Mi gato Sebastián, blanco y negro, presagio de mis intereses actuales, se paseaba despacio por el apartamento. Le encantaba ver algunos programas de televisión y era el mejor compañero para escuchar música. En mis años de universidad era el recibimiento deseado si venía cansada o feliz. Ya en el estacionamiento no veía la hora de llegar a la casa para descalzarme y descubrir qué estado de ánimo tendría al abrir la puerta. Su seriedad a veces era intimidante. Tanto, que en algunas ocasiones resultaba más seguro para mí estar pendiente de mi espalda. Era mejor caminar sin descuido si ese día no estaba de amores. Otras veces toparme con su cara al entrar, era exponerme a un efecto hipnotizante si sus ojos adormecidos me miraban poseído por los brazos de Morfeo. Bastaban minutos para que fuese cerca de su pecho ronroneante, poseída por sus ojos entrecerrados. Bastaban segundos para que los míos se cerraran profundamente, aunque no tuviese sueños felinos y peludos. Algo tenía su corazón de gato silente, que era capaz de escucharme con atención y vigilia. Su sueño diurno me ayudaba a pasar noches seguras, su vigilancia de esfinge no podía ser mejor espanto para los sueños oscuros y temerosos. Yo hurgaba en sus miradas terribles para ver si hallaba alguna pista egipcia, algún resto de aceite untuoso o aroma a mirra. Sus ojos cumplieron con el destino de su vida, no revelaron lo añejo de su espíritu, ni lo santo de sus silencios.

Mi gato Sebastián dejó varias de sus vidas en ese apartamento. Sobrevivió a una descarga eléctrica en la cocina por más que mi hermana y yo agotamos todas las palabras para explicarle lo peligroso que era tomar por estambre aquel cable negro. Él insistió con sus patas y movimientos, hasta que un día un chispazo fuerte lo lanzó contra la pared donde estaba la mesa para desayunar. Estuvo varios días extraño y aunque su comida estaba al cruzar la cocina, había que llevarlo cargado hasta el otro lado porque no era capaz de hacer ese trayecto solo. Por varios días caminó sobresaltado, entre temblores y descargas internas de terror.

A veces, en los días más agitados de la universidad, se quedaba hasta tarde cerca de la mesa de dibujo. Era parte de la escena, parte de los papeles, las cuchillas, la madera, el pegamento, las tintas. Se quedaba allí sentado moviendo su cola a veces con ritmo apabullante, por lo perfecto. Era el recordatorio de terminar, o morir, en caso que mi deseo fuese correr a mi almohada si la entrega significaba mucho estrés y el vómito me jugaba las suyas en la madrugada. Bastaba una pequeña duda mía para encontrarme con sus ojos amarillos y grises. Una que otra madrugada busqué complicidad en sus ojos. Un pequeño gesto suyo bastaría para irme hipnótica hasta la cama, pero eran las horas de más vigilia para él. Un gato apto para insomnes. Un gato para no sucumbir.

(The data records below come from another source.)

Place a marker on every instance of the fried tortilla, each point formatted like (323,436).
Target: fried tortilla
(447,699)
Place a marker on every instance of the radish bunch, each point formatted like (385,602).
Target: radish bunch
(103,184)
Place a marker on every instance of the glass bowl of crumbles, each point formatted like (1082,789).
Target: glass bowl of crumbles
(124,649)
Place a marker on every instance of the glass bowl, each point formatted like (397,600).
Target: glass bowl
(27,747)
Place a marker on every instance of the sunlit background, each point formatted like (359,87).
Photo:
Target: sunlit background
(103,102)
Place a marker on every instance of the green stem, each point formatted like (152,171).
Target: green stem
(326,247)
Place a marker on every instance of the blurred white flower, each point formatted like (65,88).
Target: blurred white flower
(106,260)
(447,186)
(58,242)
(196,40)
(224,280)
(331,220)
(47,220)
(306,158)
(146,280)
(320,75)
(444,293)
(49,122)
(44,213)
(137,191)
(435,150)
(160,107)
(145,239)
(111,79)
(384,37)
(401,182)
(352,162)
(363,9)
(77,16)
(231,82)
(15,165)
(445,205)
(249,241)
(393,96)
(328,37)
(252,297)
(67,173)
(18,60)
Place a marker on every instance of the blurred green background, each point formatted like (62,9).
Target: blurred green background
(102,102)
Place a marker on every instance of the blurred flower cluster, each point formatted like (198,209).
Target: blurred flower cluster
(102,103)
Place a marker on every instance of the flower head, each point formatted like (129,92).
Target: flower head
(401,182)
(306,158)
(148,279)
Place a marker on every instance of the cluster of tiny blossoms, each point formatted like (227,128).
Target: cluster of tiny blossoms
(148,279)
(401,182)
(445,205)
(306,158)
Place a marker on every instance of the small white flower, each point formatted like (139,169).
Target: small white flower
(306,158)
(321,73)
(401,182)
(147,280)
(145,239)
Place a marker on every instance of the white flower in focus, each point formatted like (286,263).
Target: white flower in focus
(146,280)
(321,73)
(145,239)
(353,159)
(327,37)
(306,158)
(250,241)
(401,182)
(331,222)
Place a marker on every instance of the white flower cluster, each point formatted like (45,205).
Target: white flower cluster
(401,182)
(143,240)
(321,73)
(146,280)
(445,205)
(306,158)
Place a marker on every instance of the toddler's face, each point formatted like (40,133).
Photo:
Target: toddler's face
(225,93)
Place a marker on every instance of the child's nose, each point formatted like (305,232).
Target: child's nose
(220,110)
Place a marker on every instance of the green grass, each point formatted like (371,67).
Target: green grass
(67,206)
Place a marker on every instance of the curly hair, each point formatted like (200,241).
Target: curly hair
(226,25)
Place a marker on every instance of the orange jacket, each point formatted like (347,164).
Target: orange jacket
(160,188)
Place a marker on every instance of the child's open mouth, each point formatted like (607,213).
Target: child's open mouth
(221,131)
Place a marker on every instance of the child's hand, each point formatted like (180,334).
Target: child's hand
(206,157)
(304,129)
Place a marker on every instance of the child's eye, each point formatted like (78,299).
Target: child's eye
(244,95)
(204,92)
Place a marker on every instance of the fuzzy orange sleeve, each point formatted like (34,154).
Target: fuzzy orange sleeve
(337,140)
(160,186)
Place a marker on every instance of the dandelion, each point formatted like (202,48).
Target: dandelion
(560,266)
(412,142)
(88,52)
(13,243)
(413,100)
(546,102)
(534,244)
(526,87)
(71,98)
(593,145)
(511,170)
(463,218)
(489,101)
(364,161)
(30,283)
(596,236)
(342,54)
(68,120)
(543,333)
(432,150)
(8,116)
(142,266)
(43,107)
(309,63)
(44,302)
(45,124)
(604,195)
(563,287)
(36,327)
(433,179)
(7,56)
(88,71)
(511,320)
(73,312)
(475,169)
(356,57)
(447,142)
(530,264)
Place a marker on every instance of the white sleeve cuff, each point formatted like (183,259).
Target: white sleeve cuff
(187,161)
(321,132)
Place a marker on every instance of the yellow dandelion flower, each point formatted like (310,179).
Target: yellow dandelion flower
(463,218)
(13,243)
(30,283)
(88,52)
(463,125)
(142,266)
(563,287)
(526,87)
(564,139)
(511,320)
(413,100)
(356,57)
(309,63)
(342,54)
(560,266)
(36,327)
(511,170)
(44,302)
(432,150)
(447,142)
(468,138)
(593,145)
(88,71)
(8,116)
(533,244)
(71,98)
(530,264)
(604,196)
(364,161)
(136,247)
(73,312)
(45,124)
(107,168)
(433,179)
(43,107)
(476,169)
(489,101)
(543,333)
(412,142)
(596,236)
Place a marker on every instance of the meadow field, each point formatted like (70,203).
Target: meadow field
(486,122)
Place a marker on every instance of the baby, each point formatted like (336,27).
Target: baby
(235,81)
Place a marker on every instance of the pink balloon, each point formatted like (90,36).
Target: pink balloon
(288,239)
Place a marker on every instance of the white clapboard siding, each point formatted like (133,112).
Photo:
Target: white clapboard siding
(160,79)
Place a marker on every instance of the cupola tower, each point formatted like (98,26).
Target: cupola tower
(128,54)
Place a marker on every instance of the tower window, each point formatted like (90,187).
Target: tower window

Lo que más quise en Sebastián fue su amor fortalecido. Su amor siempre reclamó los abandonos. No era un amor complaciente. Fue un amor de entrega pero también de reciprocidades. No como aquel perro de mi infancia, aquel setter irlandés que ninguna escuela pudo educar, que amaba aunque pasara una tarde solo y abandonado, como si amar fuese un ejercicio solitario. Sebastián era capaz de ignorarme horas, si había sido muy larga su espera o si había sentido desatención y soledad. Por más arrumacos, amapuches y mimos, me trataba con digna frialdad, como si esperara un mejor momento para quererme. Diciéndome con sus gestos y sus bigotes que tendría que esforzarme un poco por un mínimo ronroneo o una mínima volteada panza arriba con vueltas y sonidos de cascabel. No era fácil sacarle el amor, pero era seguro. Era seguro amarlo, porque su amor no brotaba de cosas invisibles. Su amor se vertía inmenso si sentía seguros sus propios miedos.

Mi gato Sebastián hace mucho no ronronea a mi lado. Pero esta noche lo recuerdo hasta olerlo. Casi siento su tibieza y su paso sigiloso entre mis piernas cuando salía de mi cama al baño. Su compañía, allí sentado en la alfombrita del piso si en la madrugada tenía muchas ganas de hacer pipí, y de nuevo entre mis piernas en el camino de vuelta hasta la cama: un espacito, por favor… sin mucha misericordia. Un espacito, eso sí, no vayas a llevarte mi espíritu. Mira que en el Nilo titilan suficientes almas y la mía está cansada hoy. Cansada.